Thursday, September 10, 2009

@ a conversation w/Jurgen Moltmann

Last week I attended a "theological conversation" with Jurgen Moltmann, often referred to as the "theologian of hope". One of his books helped re-orient my life several years ago, so the opportunity to hear him speak was one I couldn't miss. Turns out he's a remarkably engaging, funny and insightful man, with a quick wit, brilliant observations, and a wholehearted commitment to the ways of Jesus. What has struck me so profoundly about his work is its rootedness in God's world--as it is now, and as it will be one day yet to come. "as it is now"--a former POW, Moltmann is deeply acquainted with what is wrong with our world. He refuses to hide from it, to cover it up, or even to explain it away. Quite simply, he faces head-on the realities of suffering and evil that undermine the kingdom of God. "as it will be one day yet to come"--based on the history of God's redeeming work in Jesus' death and resurrection, Moltmann trusts that the future will continue to hold such redemption--ultimately healing all--even to the "groaning creation".

As he proposes this stance of realistic expectation, he calls us to invest our lives in "waiting and watching"--waiting for the promise to be realized, watching for ways in which we might participate. And he pulls no punches--everything is on the chopping block. For instance:
"Love your enemies!" ...Stop asking what [your enemy] has done to you or to other people. Ask what he suffers from, and what the sufferings are which are turning him ino your enemy. Ask what God wants to do for him--the God who lets his sun rise upon the evil and the good. Ask what Jesus has done for him.(from The Power of the Powerless)

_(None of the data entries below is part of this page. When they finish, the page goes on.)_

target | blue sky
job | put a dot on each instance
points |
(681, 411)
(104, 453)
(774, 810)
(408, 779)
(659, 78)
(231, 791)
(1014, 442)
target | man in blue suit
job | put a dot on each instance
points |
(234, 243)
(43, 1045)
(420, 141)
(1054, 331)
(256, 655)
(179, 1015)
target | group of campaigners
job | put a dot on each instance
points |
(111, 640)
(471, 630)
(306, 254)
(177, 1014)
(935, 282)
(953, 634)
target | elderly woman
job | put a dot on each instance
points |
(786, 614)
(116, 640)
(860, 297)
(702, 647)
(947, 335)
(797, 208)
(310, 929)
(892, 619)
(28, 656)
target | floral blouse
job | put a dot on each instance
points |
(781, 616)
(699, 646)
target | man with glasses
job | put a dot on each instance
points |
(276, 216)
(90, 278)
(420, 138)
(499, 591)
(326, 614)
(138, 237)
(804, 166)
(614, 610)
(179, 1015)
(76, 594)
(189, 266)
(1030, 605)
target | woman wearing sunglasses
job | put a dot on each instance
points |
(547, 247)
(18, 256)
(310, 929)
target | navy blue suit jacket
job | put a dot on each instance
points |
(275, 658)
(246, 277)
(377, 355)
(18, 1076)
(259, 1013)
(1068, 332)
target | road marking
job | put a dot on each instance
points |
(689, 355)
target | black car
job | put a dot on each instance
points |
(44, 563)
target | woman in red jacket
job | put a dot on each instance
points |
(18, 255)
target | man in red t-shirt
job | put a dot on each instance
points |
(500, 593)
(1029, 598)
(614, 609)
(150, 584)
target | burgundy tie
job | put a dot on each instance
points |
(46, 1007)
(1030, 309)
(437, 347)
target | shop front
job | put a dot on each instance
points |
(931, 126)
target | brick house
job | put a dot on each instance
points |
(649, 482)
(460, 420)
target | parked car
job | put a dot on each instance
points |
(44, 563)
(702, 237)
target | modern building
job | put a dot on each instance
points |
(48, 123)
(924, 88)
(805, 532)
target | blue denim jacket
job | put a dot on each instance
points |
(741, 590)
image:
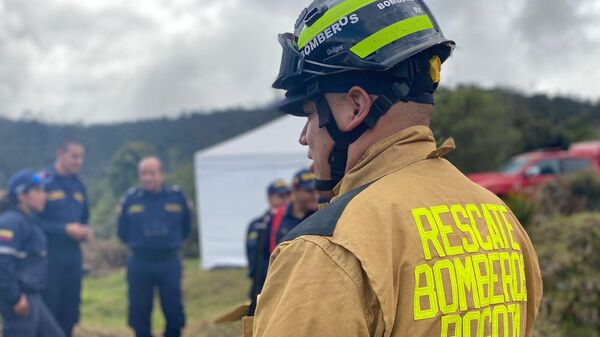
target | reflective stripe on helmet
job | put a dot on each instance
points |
(330, 17)
(392, 33)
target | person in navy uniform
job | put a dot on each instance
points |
(23, 264)
(154, 220)
(257, 239)
(64, 221)
(304, 202)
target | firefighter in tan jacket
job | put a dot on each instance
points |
(408, 246)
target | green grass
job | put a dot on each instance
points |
(207, 294)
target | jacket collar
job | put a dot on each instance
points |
(392, 154)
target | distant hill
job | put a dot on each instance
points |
(488, 126)
(32, 144)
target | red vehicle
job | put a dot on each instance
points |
(528, 170)
(589, 149)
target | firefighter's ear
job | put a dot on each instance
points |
(361, 104)
(350, 109)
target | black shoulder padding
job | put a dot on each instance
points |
(323, 222)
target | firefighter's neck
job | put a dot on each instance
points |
(25, 209)
(400, 116)
(298, 211)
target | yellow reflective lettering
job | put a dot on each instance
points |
(492, 228)
(494, 299)
(443, 304)
(444, 229)
(487, 312)
(499, 310)
(472, 210)
(515, 311)
(426, 291)
(465, 279)
(470, 247)
(451, 320)
(483, 281)
(427, 235)
(507, 277)
(509, 229)
(514, 271)
(471, 316)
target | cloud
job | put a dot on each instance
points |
(109, 60)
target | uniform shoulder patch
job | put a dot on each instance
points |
(174, 188)
(6, 235)
(323, 222)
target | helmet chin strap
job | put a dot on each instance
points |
(338, 158)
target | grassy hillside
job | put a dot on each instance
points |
(206, 294)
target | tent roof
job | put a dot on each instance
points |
(279, 136)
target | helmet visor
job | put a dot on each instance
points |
(292, 61)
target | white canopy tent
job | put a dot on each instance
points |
(231, 181)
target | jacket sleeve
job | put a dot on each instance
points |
(308, 294)
(186, 226)
(123, 222)
(9, 282)
(85, 217)
(54, 229)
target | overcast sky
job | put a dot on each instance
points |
(111, 60)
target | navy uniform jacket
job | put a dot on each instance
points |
(154, 224)
(288, 222)
(256, 240)
(22, 257)
(66, 202)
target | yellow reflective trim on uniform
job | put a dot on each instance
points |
(330, 17)
(427, 235)
(438, 268)
(425, 291)
(253, 236)
(173, 208)
(391, 33)
(79, 197)
(280, 184)
(55, 195)
(435, 69)
(135, 209)
(307, 176)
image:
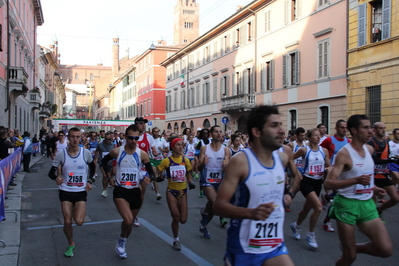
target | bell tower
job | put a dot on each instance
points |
(186, 21)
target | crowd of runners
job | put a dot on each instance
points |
(250, 177)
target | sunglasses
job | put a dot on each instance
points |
(133, 138)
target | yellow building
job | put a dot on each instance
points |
(373, 60)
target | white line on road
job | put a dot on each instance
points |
(185, 251)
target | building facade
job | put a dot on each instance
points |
(373, 60)
(280, 52)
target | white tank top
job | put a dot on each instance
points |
(213, 172)
(263, 185)
(313, 164)
(75, 172)
(360, 166)
(128, 174)
(61, 146)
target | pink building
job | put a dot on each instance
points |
(288, 53)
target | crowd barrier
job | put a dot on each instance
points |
(8, 168)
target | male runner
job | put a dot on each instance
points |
(252, 194)
(381, 160)
(352, 176)
(102, 150)
(212, 160)
(127, 191)
(72, 165)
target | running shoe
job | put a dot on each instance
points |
(176, 245)
(325, 201)
(328, 227)
(204, 218)
(295, 231)
(223, 222)
(204, 232)
(312, 242)
(120, 248)
(69, 252)
(136, 222)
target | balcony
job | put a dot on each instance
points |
(238, 103)
(18, 81)
(44, 112)
(34, 100)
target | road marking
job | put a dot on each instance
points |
(184, 250)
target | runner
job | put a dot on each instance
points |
(315, 163)
(256, 210)
(394, 148)
(160, 144)
(298, 143)
(72, 177)
(102, 150)
(352, 176)
(333, 144)
(178, 169)
(212, 160)
(381, 171)
(127, 191)
(145, 143)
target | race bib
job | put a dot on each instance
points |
(365, 189)
(129, 178)
(214, 175)
(178, 173)
(75, 179)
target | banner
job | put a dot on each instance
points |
(35, 148)
(9, 166)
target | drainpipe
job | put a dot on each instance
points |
(8, 65)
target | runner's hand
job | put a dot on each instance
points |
(263, 211)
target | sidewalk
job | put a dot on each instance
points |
(10, 229)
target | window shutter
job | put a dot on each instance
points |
(251, 81)
(362, 25)
(386, 19)
(285, 82)
(262, 77)
(271, 75)
(296, 80)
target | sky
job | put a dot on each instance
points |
(84, 28)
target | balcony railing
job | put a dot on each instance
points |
(240, 102)
(18, 79)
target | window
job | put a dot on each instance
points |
(224, 86)
(323, 59)
(292, 119)
(292, 10)
(215, 90)
(267, 76)
(267, 21)
(373, 103)
(291, 69)
(324, 116)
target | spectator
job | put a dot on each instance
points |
(5, 144)
(27, 151)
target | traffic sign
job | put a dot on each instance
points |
(225, 119)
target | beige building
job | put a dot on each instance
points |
(373, 62)
(288, 53)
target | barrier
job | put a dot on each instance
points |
(8, 168)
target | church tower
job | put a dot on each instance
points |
(186, 21)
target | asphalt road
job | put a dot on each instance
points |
(43, 241)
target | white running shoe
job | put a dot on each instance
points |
(120, 248)
(136, 222)
(312, 242)
(295, 231)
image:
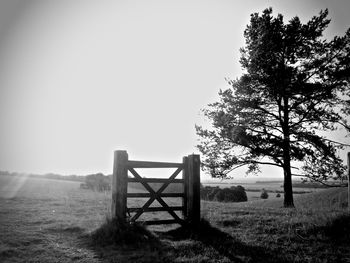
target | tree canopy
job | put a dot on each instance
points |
(295, 87)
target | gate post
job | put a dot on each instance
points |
(193, 191)
(119, 185)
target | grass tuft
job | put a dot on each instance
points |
(116, 232)
(338, 229)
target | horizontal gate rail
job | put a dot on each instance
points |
(155, 209)
(144, 164)
(144, 195)
(190, 168)
(155, 180)
(161, 222)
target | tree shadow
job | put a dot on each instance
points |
(199, 243)
(223, 243)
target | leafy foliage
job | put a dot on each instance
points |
(295, 88)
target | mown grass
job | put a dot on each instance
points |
(55, 221)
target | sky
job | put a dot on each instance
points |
(81, 79)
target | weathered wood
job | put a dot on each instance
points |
(185, 180)
(155, 209)
(119, 185)
(190, 197)
(193, 197)
(155, 180)
(144, 195)
(161, 222)
(349, 181)
(145, 164)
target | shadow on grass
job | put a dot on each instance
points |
(224, 244)
(117, 242)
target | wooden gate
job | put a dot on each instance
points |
(190, 168)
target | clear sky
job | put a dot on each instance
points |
(80, 79)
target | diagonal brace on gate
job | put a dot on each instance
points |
(155, 195)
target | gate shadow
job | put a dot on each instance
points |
(223, 243)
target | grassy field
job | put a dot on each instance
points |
(45, 220)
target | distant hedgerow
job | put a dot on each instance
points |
(264, 194)
(232, 194)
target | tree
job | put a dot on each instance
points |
(295, 87)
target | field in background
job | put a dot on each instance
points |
(44, 220)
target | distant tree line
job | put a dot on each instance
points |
(232, 194)
(97, 182)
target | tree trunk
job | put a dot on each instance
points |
(288, 187)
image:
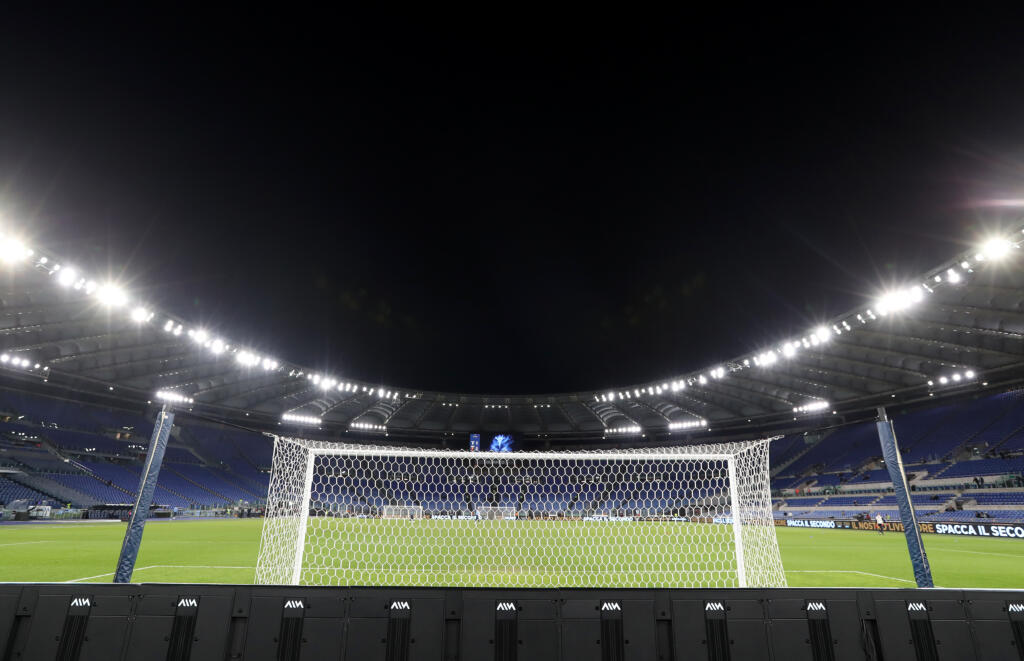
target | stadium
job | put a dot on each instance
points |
(510, 343)
(775, 469)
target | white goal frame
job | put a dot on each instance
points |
(756, 549)
(390, 512)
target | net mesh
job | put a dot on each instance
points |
(343, 515)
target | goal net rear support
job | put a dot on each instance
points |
(681, 517)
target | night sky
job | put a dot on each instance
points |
(509, 209)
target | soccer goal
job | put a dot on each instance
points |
(681, 517)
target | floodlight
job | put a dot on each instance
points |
(173, 397)
(67, 276)
(995, 248)
(111, 295)
(12, 251)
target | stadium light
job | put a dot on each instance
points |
(301, 420)
(67, 276)
(12, 251)
(368, 427)
(811, 406)
(110, 295)
(688, 424)
(995, 249)
(898, 300)
(173, 397)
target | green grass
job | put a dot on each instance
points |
(225, 551)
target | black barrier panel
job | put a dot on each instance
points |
(923, 625)
(723, 624)
(257, 623)
(820, 628)
(536, 620)
(9, 598)
(395, 624)
(297, 625)
(75, 622)
(181, 623)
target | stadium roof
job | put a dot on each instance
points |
(958, 326)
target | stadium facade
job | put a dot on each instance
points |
(956, 329)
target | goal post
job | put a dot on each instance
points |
(673, 517)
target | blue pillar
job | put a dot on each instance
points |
(894, 463)
(146, 486)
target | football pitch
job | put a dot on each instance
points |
(225, 552)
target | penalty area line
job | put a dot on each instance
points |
(142, 569)
(846, 571)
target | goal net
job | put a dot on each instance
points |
(491, 513)
(401, 512)
(682, 517)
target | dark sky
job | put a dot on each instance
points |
(507, 209)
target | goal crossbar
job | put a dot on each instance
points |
(688, 516)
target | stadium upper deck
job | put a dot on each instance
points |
(957, 327)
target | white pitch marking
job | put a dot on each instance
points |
(980, 553)
(141, 569)
(845, 571)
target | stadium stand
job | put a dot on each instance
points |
(10, 491)
(93, 454)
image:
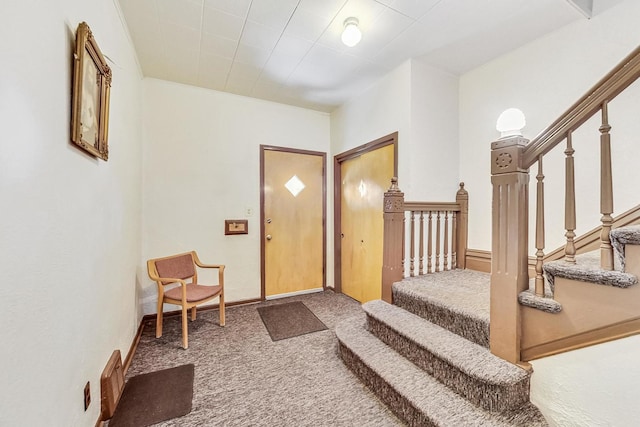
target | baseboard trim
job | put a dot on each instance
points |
(597, 336)
(152, 317)
(293, 294)
(478, 260)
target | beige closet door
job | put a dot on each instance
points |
(364, 181)
(293, 221)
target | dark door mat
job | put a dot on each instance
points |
(289, 320)
(154, 397)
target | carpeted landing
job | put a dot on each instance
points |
(427, 355)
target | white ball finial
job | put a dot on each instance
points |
(510, 123)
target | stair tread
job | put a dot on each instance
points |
(439, 403)
(587, 269)
(621, 236)
(546, 303)
(457, 300)
(472, 359)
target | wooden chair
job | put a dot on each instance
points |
(178, 269)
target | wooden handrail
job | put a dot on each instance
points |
(618, 79)
(432, 206)
(511, 159)
(448, 216)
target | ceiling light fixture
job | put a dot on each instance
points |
(351, 34)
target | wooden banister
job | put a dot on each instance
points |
(511, 159)
(449, 237)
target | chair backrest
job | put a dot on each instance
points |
(178, 267)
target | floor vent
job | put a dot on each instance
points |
(111, 385)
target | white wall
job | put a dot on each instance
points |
(596, 386)
(432, 155)
(70, 229)
(202, 165)
(420, 103)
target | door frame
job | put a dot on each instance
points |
(264, 148)
(338, 159)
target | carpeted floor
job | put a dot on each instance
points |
(243, 378)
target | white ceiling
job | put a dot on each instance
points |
(289, 51)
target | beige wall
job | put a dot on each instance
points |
(70, 229)
(202, 166)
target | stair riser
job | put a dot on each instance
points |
(397, 403)
(472, 329)
(492, 397)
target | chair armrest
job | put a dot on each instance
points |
(203, 265)
(167, 280)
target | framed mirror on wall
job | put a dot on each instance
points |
(90, 99)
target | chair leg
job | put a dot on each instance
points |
(221, 309)
(185, 328)
(159, 319)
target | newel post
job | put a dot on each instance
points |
(393, 239)
(509, 247)
(462, 197)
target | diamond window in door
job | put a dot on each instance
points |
(294, 185)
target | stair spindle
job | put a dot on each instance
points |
(445, 246)
(539, 229)
(429, 245)
(454, 241)
(606, 191)
(570, 202)
(412, 245)
(421, 250)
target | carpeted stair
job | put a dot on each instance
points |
(586, 269)
(426, 356)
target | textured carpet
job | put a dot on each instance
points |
(620, 237)
(467, 368)
(289, 320)
(587, 269)
(154, 397)
(243, 378)
(457, 300)
(413, 395)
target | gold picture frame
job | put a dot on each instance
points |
(236, 226)
(91, 89)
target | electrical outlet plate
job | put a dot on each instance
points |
(87, 396)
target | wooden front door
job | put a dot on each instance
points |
(293, 211)
(364, 179)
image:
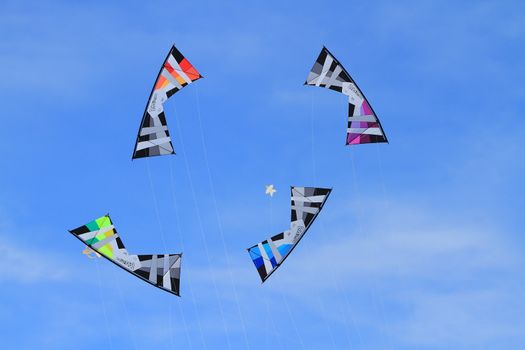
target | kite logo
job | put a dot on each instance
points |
(299, 233)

In the process of presenting some deeply serious material, Moltmann wasn't all gravity--he clearly enjoys life and his own quirky interpretations thereof. I'll leave you with one of his comments related to Scriptural interpretation and the role of women in the church (this delivered w/ a twinkle in his eyes): "It's a good thing the women of the New Testament did not remain silent--or we would never have heard about Jesus' resurrection!"